A glória política é feita de instantes. De momentos de brilho. Vivem das luzes da ribalta, das pequenas vaidades, dos aplausos, até os grandes momentos de excepcionais vitórias. Os políticos estão sempre expostos. Não têm o direito de falar baixo. Tudo que falam se exige que seja alto, que chegue aos ouvidos de todos, que eles não tenham privacidade, que não tenham fraquezas e defeitos. Ninguém os vê com grandeza nem compreensão. Devem ser sempre homens frios, quase de pedra, e muitas vezes de lama, por isso nunca os perdoam e os vêem com olhos de impiedade. É preciso que sofram, que sangrem, para que se compreenda que também são feitos de carne e osso. Joaquim Nabuco dizia que no Brasil era preciso que os políticos morressem para que suas qualidades fossem reconhecidas e tivessem justiça. Falo dos políticos, não dos que falsificam o ideal político.

Mário Covas mostrou que os políticos são feitos de carne e osso. São frágeis como todos os corpos e têm almas.
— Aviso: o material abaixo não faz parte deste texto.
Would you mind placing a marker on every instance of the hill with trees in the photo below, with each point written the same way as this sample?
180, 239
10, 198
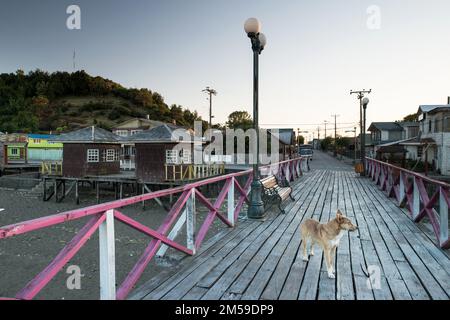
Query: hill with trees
40, 102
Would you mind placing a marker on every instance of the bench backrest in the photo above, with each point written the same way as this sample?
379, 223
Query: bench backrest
269, 182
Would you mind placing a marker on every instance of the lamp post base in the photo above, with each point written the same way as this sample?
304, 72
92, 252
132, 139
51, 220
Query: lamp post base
256, 208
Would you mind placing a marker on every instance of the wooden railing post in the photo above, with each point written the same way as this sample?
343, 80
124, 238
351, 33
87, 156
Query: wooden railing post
443, 216
416, 199
107, 258
401, 189
190, 221
230, 204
A bravura com que enfrentou e o destino tornou-o objeto de respeito.

Tenho a isenção de quem não está entre seus legionários, mas do ser humano capaz de comover-se. Recordo-me de quando, em 1962, Covas chegava à Câmara dos Deputado,s em Brasília, nenhum de nós sabendo aonde o destino nos levaria. Éramos jovens e Saulo Ramos me dizia do seu talento político, que vinha das lutas de sua base eleitoral, Santos.

Com o mesmo ímpeto daqueles anos, vi-o, depois, desafiando o infortúnio e buscando forças no espírito, pelejando contra o destino, mas não esquecendo que o mais importante é “a graça da vida”.

Comecei a escrever citando o Livro de Jó. Este não sucumbiu à tentação de amaldiçoar o sofrimento, blasfemar contra Deus, odiar seus inimigos. O destino o feriu de todas as maneiras, mas ele resistiu porque era “sincero, reto e temente a Deus”.

Mário Covas nos deu exemplo de uma grande lição. E mais vale ensinar pelo exemplo do que pelas palavras.